Wahtye's remains were discovered down a shaft
Bone analysis suggests a disease struck Egypt
The documentary, which will be released globally on Netflix tomorrow, also features the exploration of the wider ancient necropolis where Egyptians buried their dead over thousands of years.
It details the discovery of shafts filled with mummified animals, beautifully preserved human mummies still inside their highly decorated coffins, funerary artefacts and rare finds spanning from the Old, New and Late Kingdoms.
The documentary was filmed in Saqqara, less than a mile from the site of the Step Pyramid – one of the oldest and most iconic stone structures on Earth.
Director James Tovell said in a press release: “This has been an exciting moment for the whole world.
“Shooting this film has been an experience full of thrilling surprises. Working with an Egyptian team that has a deep connection with their ancestors has made the project even more unique.”
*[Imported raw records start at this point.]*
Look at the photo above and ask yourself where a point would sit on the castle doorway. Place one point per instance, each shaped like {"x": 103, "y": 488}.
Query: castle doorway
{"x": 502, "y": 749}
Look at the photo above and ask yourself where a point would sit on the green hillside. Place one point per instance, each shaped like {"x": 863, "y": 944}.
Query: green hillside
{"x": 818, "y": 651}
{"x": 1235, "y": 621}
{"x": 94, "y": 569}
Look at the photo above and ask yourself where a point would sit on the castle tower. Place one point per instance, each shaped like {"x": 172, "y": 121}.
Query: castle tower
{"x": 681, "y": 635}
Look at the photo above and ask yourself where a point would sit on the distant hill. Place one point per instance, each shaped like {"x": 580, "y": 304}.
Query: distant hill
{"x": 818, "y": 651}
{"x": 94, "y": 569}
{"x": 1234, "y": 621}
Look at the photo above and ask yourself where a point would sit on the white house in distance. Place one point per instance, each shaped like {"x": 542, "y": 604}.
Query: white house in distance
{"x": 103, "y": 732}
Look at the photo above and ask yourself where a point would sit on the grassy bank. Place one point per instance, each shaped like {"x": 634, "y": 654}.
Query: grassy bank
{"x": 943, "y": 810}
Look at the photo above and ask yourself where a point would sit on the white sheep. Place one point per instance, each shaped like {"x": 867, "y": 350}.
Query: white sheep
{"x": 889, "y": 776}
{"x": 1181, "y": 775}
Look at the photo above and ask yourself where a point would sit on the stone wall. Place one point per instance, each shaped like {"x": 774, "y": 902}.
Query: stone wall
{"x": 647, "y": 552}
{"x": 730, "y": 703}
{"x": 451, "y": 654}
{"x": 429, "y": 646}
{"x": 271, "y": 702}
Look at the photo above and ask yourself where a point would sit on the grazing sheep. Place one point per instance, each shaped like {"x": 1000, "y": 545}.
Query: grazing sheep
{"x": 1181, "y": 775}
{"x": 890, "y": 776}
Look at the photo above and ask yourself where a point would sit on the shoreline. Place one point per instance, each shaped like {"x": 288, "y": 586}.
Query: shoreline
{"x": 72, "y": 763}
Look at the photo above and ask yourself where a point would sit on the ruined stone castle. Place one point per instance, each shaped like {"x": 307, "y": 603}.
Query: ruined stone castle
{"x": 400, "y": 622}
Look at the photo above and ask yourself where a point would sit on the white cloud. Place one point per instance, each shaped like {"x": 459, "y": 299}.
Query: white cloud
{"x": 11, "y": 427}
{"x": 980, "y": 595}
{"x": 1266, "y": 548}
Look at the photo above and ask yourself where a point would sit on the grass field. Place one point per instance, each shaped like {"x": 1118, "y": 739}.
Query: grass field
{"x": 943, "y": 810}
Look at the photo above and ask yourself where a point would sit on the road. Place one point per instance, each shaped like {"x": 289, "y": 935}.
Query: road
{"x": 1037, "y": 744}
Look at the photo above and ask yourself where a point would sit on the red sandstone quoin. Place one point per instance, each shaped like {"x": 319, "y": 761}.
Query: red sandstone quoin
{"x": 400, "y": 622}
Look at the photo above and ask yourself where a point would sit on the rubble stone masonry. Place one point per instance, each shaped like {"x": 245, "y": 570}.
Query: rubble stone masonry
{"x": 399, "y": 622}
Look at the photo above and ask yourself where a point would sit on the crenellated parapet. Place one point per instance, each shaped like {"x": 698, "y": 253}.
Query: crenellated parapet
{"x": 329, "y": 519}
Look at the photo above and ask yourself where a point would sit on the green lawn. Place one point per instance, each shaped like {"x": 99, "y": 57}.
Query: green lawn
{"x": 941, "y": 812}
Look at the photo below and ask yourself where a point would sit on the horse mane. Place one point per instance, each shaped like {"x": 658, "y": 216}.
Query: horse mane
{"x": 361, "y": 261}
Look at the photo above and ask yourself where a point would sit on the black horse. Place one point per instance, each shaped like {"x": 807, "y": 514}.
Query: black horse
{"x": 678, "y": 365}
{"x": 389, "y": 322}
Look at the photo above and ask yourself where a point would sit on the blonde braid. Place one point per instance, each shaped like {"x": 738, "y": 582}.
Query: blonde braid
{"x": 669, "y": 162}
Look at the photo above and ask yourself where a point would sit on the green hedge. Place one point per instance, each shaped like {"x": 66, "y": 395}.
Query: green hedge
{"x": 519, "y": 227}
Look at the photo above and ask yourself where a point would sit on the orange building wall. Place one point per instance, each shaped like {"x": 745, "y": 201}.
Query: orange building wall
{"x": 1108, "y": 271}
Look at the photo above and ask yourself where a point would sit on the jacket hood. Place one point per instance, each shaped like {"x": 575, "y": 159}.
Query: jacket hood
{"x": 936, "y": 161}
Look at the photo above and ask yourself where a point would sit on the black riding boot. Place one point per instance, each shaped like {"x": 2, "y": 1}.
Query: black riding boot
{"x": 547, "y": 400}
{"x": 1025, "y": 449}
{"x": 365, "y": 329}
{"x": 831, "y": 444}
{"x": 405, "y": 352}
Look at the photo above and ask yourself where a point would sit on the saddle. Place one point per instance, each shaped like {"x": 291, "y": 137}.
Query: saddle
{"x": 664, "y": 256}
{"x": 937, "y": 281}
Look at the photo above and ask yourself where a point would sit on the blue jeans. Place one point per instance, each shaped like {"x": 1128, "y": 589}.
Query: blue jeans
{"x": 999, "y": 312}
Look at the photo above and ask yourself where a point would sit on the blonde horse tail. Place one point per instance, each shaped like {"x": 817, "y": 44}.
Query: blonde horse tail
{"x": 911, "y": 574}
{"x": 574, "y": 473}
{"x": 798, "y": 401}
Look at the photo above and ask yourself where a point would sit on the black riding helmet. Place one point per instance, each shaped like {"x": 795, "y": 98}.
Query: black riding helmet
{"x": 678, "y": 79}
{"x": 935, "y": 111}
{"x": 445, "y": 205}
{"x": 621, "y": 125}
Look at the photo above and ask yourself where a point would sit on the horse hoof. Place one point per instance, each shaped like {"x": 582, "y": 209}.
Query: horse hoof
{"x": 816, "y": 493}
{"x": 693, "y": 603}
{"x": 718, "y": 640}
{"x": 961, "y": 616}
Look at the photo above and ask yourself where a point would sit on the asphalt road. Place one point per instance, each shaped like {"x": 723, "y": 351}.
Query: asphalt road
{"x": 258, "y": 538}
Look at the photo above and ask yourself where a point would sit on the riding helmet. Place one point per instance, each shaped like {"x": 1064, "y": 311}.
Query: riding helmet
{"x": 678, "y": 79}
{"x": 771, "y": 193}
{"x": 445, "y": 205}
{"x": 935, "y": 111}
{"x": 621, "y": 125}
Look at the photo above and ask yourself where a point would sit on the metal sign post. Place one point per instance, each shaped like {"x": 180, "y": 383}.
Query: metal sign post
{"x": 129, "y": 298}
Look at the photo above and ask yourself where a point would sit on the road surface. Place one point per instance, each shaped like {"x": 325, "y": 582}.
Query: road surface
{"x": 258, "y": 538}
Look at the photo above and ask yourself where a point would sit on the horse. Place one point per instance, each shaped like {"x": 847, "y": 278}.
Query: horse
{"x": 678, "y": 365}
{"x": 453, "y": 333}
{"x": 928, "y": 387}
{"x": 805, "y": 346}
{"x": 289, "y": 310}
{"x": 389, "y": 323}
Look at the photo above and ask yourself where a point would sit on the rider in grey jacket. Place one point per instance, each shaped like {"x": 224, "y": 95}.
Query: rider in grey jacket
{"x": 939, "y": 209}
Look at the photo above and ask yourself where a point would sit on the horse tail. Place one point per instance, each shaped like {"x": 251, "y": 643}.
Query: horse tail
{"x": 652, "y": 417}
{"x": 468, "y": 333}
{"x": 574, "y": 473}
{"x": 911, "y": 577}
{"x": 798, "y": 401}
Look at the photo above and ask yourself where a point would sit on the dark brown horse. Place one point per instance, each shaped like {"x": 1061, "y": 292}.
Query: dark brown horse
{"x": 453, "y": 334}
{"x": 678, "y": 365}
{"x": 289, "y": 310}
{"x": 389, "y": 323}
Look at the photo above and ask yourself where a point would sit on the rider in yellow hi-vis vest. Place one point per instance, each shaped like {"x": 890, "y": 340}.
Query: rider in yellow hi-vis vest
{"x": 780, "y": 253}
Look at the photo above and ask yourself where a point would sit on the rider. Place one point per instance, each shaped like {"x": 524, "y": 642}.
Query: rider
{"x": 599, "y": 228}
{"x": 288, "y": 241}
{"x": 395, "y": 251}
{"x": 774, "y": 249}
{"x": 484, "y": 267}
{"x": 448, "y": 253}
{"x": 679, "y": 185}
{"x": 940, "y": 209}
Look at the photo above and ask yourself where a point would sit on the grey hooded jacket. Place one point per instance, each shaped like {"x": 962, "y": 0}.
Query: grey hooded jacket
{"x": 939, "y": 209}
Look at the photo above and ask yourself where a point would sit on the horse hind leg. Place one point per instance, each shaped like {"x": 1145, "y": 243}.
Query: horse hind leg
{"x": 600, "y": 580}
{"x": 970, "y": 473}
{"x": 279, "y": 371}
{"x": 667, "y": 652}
Professor of Rheumatology at Cairo University, Dr Amira Shaheen
Transporting the audience back through the millennia, the film provides a unique and unprecedented window into the lives – and deaths – of one man and his family.
Its release comes after the Egyptian government announced the discovery of more than 80 sarcophagi in the same site last week.
Tourism and Antiquities Ministry, Khalid el-Anany, said in a statement that archaeologists had found the collection of colourful, sealed caskets which were buried more than 2,500 years ago.
The breakthrough came just two weeks after 59 sealed coffins were also found in the area, with mummies inside most of them.